Can I use this calculator for neonates?
Yes. Select "Neonate (28 days or younger)" in the Age group field. The calculator will display the neonatal dose range rather than a single value, because neonatal guidelines provide a low and high bound rather than a single rate. Neonatal IV dosing is 0.01-0.03 mg/kg and ET dosing is 0.03-0.1 mg/kg, both using the 1:10,000 solution. Always involve a neonatologist or paediatric intensivist for dosing decisions in newborns.
What weight should I use if the child has not been weighed?

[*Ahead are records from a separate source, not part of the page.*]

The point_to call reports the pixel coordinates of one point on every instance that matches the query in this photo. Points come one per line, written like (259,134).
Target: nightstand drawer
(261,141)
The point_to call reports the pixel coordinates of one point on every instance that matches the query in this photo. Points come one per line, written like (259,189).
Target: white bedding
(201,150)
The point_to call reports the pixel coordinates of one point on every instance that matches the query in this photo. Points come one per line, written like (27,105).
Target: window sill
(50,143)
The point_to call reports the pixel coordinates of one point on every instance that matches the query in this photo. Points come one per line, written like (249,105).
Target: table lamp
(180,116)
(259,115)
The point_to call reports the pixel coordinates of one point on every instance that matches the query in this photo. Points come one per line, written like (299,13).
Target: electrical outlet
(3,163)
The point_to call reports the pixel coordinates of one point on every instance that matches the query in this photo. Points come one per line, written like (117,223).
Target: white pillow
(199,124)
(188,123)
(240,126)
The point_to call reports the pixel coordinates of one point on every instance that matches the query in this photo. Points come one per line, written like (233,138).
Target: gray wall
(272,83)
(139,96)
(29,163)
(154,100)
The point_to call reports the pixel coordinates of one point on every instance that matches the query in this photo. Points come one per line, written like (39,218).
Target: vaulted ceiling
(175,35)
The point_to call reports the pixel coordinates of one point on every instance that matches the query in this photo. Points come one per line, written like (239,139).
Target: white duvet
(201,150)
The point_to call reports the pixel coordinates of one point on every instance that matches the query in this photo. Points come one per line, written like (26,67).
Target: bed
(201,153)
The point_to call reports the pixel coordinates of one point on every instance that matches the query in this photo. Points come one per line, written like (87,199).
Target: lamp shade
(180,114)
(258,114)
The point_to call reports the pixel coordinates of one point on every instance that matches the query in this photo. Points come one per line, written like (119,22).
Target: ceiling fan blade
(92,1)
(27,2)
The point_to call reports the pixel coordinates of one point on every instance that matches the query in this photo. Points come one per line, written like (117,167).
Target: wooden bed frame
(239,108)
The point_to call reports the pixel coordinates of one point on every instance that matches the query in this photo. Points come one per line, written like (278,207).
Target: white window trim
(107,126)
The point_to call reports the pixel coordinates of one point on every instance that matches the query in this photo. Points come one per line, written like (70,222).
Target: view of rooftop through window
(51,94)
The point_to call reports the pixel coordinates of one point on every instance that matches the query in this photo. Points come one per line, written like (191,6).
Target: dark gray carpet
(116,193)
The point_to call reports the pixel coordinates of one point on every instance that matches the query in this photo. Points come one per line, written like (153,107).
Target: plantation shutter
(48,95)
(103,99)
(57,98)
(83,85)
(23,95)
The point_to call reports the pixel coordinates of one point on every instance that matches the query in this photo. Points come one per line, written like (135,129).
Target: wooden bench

Use a Broselow paediatric tape or an age-based weight formula as an estimate. Common formulae include: weight (kg) = (age in years + 4) x 2 for children 1-10 years (APLS formula). A Broselow tape correlates length to weight and provides colour-coded dosing ranges, which many emergency departments use as the primary reference during resuscitation. Always use an actual weight when available, as obesity is increasingly common in paediatric populations.
Why is the endotracheal dose ten times higher than the IV dose?
The lungs do not absorb epinephrine as efficiently as the bloodstream. Only a fraction of the drug deposited in the trachea reaches the systemic circulation, so the dose is multiplied by approximately 10 to achieve an equivalent effect. Because of this unpredictable absorption, the endotracheal route is considered a last resort when IV or IO access cannot be established quickly.